The motives behind “naked” evening wear haven’t always been so banal and, well, transparent. At least two recently published think pieces on the topic have been quick to point out the trend’s pop cultural antecedent: The skin-baring Jean Louis dress Marilyn Monroe famously flaunted to sing “Happy Birthday” to John F. Kennedy in 1962. Back then, peekaboo flesh beyond the bedroom was fresh territory, at least in Hollywood, and Monroe, contrary to the ditsy stereotype she invented for herself, used racy ensembles and hypersexualized femininity to craft a complex, convention-challenging persona.
That sense of empowered freedom popped up on the CFDA Awards red carpet 62 years later in the shape of Rihanna’s barely-there dress. Perfect in its nigh-nothingness, the look wasn’t just shockingly revealing; it was paradoxically tasteful, sophisticated, a vehicle for infectious self-confidence. The ensemble took us by surprise: How can this be everything when there’s hardly anything there?
And it was simple — unlike the numerous overcooked, painful-looking mermaid gowns that both preceded it and followed in its wake. When the singer smirked at an E! News reporter, “My tits bother you?,” she managed to communicate in four words, “I’m beautiful, comfortable and in command of my nakedness — deal with it.”
That was the first and last time the au courant see-through aesthetic seemed novel. Two months later, in August, Amber Rose stepped out in a chain-link dress that was gauche, but at least suited her brazen public M.O. The sheer, S&M-inspired Tom Ford getup Miley Cyrus wore to the amfAR gala in October looked like duct tape stretched across two pancakes. Lady Gaga’s translucent Alaïa gown, donned at the Vanity Fair party, wasn’t so bad, but why trade fashion spectacle for less amusing acts of desperation? At least it beat the especially dated, Nancy Kerrigan-esque sheer look Paris Hilton tried in April, which prefigured the lazy efforts at this year’s Met Gala in May.

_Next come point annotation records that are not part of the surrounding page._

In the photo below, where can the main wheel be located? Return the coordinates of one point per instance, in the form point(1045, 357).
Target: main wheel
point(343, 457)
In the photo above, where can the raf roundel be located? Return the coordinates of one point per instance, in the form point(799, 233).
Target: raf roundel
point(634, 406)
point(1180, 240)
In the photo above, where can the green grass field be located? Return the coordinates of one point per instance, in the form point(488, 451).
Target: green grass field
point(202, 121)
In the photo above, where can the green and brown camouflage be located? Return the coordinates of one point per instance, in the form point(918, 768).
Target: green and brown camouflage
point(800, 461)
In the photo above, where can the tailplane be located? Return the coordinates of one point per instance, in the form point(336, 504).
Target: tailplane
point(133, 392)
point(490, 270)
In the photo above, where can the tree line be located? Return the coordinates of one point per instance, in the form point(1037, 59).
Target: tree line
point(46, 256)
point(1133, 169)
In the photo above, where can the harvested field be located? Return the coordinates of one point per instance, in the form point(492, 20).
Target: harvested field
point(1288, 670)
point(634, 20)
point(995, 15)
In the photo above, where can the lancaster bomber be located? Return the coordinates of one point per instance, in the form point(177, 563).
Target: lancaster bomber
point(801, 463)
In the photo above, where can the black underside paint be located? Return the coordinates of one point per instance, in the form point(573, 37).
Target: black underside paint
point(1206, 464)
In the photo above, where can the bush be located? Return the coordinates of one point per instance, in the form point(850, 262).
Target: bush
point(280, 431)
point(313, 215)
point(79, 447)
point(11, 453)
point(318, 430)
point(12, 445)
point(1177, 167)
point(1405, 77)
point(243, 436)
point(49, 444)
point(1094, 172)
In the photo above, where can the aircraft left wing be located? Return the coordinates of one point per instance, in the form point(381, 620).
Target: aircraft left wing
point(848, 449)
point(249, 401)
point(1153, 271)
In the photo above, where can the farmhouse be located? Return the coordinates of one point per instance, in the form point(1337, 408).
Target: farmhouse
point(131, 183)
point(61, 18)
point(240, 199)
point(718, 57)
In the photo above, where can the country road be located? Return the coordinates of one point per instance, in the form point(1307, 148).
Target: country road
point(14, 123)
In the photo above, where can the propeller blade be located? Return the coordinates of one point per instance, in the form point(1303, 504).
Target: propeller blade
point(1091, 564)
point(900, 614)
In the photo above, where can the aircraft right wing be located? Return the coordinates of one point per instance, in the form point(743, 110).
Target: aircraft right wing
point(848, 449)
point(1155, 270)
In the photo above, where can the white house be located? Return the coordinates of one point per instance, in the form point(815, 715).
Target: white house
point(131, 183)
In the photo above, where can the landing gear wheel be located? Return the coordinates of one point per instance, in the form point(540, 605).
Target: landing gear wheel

What RiRi wore on that esteemed night was a couture robe by Chinese designer Guo Pei — an appropriate and lauded choice for the China-themed soiree. It stood in brilliant contrast to the choices of other top-billed names, including the biggest, Beyoncé, whose Givenchy number left little to the imagination — and offered even less to fashion lovers living in a perpetual state of red carpet déjà vu.
“I think it was a colossal whiff that Beyoncé even tried [wearing a ‘naked’ dress],” says Cocks. “For someone who positions herself as the queen of all things, it felt like picking up someone’s sloppy seconds — or worse, sloppy sixths.”
And we all get it. In our sex-driven society, statement nudity is a convenient marketing tool (not to mention visual shorthand for “I don’t need to wear Spanx”). Still, what was once provocative is now commonplace, and the litany of sheer gowns has turned even the most glamorous and aspirational events into predictable, click-baiting adult proms.